The results of this work reveal a significant association between indigenous observations of climate change and scientific records at the local scale in Bolivian Amazonia. As additional empirical tests of overlap in other geographical areas become available to the scientific community, as well as innovative ways to address uncertainty in indigenous observations (Smith 2011), the gaps between scientific inquiry and indigenous knowledge systems might gradually become bridged. In our opinion, such converging evidence challenges the dichotomization between indigenous and scientific knowledge that, in confining them to discrete categories, pits the one against the other. Future climate research will benefit by moving beyond simple validations of indigenous against scientific knowledge, and by focusing instead on fostering linkages between both knowledge forms, resulting in ‘hybrid’ knowledge frameworks (Reyes-García et al. 2015).

We contend that future climate research will substantially benefit from new partnerships and collaborations with indigenous peoples to report local indicators of climate change in some of the world’s most data-deficient regions.
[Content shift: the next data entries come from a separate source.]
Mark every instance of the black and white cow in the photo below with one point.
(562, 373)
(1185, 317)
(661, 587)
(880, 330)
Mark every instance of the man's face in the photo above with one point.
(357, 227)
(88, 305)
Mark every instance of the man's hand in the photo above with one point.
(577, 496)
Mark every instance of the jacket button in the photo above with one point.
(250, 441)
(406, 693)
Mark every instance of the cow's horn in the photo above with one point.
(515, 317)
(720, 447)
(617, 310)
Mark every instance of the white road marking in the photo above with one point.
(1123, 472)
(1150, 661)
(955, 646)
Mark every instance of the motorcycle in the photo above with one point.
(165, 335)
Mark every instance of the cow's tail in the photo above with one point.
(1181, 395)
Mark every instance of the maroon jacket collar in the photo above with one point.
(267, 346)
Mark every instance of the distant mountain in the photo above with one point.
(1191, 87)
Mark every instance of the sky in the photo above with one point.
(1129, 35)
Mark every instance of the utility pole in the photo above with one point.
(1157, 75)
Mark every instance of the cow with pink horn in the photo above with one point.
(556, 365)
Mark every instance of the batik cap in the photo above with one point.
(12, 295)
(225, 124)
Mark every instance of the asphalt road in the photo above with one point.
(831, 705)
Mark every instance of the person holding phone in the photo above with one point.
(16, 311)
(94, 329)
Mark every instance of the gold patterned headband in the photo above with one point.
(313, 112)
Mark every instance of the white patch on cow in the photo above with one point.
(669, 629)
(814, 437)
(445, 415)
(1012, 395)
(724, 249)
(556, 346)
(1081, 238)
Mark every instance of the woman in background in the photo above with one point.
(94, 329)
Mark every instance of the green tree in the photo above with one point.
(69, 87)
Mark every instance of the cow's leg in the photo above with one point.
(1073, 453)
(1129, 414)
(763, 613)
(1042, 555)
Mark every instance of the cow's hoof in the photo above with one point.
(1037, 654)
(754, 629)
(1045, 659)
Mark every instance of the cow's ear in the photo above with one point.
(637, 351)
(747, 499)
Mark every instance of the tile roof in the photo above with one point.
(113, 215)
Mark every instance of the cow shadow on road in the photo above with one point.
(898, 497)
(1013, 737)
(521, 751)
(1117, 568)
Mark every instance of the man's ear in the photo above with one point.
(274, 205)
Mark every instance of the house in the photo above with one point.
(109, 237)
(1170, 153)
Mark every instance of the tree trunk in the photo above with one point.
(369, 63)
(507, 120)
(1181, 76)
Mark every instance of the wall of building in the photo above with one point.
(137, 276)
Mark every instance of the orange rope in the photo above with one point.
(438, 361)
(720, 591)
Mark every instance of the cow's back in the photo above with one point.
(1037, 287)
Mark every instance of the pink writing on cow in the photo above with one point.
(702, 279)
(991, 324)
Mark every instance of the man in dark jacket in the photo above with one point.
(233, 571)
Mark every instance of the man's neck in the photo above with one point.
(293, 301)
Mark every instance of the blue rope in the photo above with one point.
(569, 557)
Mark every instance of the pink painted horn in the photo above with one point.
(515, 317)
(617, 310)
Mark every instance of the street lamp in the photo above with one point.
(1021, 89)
Yet, such efforts bring to the fore issues about intellectual property and control over information (Couzin 2007), which are beyond the scope of this article. In this context, the formulation of protocols and guidelines for a diligent and respectful use of indigenous knowledge for scientific endeavours remains a critical step (Huntington 2011). In addition, examining the ways in which discrepancy between and uncertainty within different knowledge systems can be addressed in such a collaborative research framework is an important avenue for further climate research (Whipple 2008; Klein et al. 2014). Indigenous peoples, as close observers of local climatic changes, could for instance engage with research projects and consortia to address knowledge gaps identified in IPCC scoping or in assessments of local climatic impacts, provided that the structures in which indigenous knowledge is used and applied are not only determined by science (Mistry and Berardi 2016).

Nonetheless, if such aspirations are to be reflected in practice, there is an urgent need to formulate strategic plans to document indigenous knowledge before it vanishes (e.g. Cámara-Leret et al. 2014). Due to the cultural changes brought by globalization, LEK is suffering worldwide decline at alarming rates (Maffi 2005; Reyes-García et al. 2013). Hence, exploring the promising new frontiers opened by indigenous knowledge is a pressing task in the climate research agenda for the forthcoming years. While specific to Bolivian Amazonia, our results are likely to be relevant at the global scale, given that the regions in the world with the lowest density of weather stations (Fig. S4) are generally inhabited by indigenous peoples with rich, detailed and, in many cases, threatened LEK systems (Maffi 2005).